Technology to Improve the Performance Properties of Heterogeneous Boronized Layers

Abstract The aim of this work is to develop a technology for obtaining heterogeneous boronized layers of considerable thickness on structural steels to ensure higher wear resistance. Typically, boronized layers are obtained at different temperatures (1,150–550°C) by the diffusion and diffusion-crystallization mechanisms of mass transfer. The heterogeneous layers with a dispersed distribution of borides in the α-solid solution are obtained by the diffusion-crystallization mechanism, with the liquid-crystalline state of the treated surface. This aim is achieved by stepwise temperature treatment. At the beginning, the borating is carried out in the liquid-crystalline state of the surfaces, and then in the crystalline state. To efficiently determine the processing temperature in the crystalline and liquid crystal states of the surface, for the first time, the five-component scheme diagram of the state iron-chromium-nickel-manganese-boron in the traditional temperature–concentration coordinates was built. At the base of this scheme diagram is a pentagon with a divergent concentration grid.

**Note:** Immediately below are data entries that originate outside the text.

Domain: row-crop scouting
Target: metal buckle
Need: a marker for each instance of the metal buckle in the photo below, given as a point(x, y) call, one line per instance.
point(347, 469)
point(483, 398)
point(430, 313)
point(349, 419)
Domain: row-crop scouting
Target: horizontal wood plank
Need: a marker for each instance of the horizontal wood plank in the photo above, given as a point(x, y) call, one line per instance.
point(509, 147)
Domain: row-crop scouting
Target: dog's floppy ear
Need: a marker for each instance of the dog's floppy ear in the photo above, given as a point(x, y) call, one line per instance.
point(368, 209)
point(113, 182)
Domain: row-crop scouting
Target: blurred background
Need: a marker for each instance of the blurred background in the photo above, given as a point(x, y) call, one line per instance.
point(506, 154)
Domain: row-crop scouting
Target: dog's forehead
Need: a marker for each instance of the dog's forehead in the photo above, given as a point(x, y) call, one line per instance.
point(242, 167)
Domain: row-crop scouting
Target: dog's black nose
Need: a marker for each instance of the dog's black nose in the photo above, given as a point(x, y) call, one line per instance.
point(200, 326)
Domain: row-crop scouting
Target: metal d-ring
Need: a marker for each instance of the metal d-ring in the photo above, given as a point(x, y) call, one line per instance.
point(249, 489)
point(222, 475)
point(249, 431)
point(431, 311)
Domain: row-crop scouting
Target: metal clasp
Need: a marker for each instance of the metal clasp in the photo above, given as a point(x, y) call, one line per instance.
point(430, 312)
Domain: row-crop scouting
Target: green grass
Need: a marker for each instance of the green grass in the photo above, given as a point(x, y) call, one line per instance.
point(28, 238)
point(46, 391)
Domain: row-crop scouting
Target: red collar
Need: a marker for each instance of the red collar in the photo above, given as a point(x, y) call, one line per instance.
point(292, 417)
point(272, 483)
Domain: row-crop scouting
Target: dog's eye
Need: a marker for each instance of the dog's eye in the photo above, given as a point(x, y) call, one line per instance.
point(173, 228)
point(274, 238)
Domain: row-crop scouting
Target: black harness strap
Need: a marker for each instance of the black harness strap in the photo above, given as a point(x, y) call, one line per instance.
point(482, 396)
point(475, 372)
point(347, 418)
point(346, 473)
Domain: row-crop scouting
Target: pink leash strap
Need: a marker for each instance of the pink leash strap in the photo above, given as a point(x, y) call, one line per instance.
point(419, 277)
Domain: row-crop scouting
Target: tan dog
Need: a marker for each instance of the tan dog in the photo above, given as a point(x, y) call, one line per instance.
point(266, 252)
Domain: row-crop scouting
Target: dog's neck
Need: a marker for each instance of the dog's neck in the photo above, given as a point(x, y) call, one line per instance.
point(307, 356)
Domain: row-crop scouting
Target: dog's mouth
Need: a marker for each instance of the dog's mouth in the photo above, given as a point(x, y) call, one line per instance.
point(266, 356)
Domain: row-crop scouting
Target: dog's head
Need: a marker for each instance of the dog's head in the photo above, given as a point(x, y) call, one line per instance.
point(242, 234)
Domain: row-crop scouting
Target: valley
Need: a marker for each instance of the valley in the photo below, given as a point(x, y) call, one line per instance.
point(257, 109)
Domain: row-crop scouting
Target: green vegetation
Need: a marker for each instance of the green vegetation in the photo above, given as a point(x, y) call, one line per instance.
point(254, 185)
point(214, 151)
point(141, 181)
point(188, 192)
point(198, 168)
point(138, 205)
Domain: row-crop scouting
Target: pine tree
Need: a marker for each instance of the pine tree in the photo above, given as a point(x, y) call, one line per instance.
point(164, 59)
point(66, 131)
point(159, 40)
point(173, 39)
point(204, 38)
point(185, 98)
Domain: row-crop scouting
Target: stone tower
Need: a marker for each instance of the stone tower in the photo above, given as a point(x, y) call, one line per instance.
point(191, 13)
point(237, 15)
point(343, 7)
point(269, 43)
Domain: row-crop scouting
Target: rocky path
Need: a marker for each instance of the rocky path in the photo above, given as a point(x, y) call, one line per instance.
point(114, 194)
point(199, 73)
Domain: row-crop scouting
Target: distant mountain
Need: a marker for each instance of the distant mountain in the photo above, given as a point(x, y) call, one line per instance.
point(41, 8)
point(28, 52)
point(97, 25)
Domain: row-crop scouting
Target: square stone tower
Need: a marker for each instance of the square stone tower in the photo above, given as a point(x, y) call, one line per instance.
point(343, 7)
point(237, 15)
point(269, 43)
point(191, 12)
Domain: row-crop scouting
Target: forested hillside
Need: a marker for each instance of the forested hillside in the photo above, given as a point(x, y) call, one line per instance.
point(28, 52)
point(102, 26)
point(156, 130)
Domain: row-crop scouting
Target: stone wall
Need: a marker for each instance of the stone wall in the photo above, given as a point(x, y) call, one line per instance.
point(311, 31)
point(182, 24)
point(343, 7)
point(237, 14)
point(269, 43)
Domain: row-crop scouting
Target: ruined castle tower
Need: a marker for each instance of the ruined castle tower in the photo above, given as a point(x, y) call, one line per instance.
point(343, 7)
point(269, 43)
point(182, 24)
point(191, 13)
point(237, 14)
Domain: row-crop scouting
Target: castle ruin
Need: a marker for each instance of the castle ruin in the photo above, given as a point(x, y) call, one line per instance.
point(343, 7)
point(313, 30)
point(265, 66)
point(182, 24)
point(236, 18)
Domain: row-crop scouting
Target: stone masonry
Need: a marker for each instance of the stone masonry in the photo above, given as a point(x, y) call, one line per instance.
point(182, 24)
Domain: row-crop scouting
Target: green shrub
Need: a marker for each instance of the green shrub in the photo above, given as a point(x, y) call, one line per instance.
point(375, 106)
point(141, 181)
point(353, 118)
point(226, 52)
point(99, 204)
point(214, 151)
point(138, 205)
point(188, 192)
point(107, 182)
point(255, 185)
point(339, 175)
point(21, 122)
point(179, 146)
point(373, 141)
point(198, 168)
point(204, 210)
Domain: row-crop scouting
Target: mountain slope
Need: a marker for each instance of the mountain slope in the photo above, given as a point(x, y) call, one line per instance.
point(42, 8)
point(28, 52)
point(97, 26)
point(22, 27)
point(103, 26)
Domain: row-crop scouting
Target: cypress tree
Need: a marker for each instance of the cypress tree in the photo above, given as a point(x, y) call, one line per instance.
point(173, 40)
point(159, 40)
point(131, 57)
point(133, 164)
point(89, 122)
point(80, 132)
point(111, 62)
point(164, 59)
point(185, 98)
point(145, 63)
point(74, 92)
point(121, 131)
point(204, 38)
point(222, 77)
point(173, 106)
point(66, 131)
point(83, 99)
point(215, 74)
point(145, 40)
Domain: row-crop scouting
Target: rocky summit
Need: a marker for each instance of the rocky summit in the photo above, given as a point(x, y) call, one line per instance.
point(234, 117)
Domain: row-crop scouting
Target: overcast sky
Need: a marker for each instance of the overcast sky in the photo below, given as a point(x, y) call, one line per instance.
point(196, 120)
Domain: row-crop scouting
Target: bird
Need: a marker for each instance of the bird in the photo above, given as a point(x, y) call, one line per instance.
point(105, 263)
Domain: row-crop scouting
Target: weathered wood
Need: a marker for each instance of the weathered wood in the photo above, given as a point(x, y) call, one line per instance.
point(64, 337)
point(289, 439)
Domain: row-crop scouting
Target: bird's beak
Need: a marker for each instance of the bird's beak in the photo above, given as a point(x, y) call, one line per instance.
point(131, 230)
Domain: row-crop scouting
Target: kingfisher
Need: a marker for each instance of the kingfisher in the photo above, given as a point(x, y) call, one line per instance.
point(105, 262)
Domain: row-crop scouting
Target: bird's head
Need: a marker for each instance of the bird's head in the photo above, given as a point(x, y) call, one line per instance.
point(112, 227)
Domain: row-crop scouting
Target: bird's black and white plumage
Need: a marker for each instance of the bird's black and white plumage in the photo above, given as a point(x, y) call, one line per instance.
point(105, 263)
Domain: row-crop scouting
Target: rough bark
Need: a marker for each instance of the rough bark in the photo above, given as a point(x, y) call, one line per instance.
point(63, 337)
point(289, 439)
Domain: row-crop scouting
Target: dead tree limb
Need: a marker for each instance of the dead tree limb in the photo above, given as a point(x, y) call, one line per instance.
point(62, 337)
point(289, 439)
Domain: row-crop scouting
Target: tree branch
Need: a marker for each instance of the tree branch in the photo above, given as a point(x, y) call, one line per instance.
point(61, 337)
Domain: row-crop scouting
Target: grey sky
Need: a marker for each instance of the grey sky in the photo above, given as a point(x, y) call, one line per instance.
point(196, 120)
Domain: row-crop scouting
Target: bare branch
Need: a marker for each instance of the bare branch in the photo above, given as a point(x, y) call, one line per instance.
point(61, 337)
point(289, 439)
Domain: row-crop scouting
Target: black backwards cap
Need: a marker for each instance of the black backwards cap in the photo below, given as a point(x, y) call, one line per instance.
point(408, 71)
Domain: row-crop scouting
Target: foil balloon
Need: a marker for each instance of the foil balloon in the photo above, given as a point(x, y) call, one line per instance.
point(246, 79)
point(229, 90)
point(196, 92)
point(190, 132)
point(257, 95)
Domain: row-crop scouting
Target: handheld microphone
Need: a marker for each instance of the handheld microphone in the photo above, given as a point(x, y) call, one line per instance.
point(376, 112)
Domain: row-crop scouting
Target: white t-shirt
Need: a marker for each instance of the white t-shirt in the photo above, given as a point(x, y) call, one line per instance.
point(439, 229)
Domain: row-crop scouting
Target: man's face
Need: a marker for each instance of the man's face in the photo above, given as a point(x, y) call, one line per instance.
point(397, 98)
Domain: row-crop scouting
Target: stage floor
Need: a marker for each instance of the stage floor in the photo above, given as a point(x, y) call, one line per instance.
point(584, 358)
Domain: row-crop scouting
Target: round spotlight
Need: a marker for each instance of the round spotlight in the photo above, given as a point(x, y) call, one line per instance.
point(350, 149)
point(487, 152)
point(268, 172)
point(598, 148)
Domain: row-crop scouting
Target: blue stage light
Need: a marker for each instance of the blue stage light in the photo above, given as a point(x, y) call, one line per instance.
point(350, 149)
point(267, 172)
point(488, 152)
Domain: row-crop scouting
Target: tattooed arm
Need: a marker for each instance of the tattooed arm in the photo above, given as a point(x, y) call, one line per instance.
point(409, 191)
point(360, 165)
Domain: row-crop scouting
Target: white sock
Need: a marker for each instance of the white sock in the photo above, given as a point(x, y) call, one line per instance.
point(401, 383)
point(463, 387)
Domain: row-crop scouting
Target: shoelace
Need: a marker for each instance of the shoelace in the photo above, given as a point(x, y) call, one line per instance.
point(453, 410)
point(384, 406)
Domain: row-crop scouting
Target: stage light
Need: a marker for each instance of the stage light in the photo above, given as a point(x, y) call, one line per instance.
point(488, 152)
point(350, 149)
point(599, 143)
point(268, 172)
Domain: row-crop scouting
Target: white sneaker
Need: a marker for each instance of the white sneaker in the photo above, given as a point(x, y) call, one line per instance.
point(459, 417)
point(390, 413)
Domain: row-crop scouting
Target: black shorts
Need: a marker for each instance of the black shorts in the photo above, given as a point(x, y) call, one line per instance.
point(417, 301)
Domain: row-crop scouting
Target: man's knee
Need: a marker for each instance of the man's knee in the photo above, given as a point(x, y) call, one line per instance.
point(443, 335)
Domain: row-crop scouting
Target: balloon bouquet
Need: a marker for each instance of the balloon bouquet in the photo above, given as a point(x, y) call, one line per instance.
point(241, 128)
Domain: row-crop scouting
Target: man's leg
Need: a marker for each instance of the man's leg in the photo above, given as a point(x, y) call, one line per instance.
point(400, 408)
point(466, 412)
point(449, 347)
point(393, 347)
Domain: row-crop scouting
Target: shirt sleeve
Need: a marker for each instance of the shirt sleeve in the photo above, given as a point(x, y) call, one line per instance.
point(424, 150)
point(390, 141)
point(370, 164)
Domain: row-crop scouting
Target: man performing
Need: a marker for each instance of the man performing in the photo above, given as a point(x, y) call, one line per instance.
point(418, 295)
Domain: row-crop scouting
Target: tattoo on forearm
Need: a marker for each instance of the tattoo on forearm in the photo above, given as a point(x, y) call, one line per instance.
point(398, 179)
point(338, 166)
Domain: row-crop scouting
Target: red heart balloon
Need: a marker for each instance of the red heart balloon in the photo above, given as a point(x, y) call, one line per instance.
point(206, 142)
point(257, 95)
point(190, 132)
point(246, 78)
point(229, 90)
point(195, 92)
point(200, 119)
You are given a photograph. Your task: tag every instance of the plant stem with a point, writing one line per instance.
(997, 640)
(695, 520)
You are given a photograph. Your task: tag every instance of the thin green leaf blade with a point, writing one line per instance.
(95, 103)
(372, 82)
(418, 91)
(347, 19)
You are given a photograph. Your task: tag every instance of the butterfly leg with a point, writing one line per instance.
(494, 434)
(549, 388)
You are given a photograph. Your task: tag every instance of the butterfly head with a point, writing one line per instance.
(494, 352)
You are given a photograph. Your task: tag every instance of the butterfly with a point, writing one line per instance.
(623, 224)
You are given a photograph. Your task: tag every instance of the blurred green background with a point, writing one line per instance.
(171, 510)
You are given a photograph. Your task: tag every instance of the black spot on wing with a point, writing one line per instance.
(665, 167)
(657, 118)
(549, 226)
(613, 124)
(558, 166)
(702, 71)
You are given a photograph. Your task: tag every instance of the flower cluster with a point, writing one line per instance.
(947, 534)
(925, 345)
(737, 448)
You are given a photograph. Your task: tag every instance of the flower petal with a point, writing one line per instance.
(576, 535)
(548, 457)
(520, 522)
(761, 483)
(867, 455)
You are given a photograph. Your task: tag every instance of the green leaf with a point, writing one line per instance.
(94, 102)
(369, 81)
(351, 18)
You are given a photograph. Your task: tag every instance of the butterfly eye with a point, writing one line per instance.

The amount of liquid phase during the processing in the liquid crystal state of the surface should not exceed 20 %. After this treatment, the boronized layers consist on the surface of a compact single-phase structure of iron boride (Fe2B) or a two-phase structure (FeB + Fe2B). The thickness of this zone is not more than 0.2 mm. Next, there is an extensive zone (0.5–1.5 mm) with a heterogeneous structure (α—solid solution with alloy borides). This structure ensures a smooth distribution of hardness from the surface to the core of the part. The resulting boronized layers provide higher wear resistance. The choice of a particular layer structure depends on the operating conditions. Under the conditions of the experiment performed, the layer with the combination of borides on the surface and the pseudoeutectic structure in the sublayer became the best.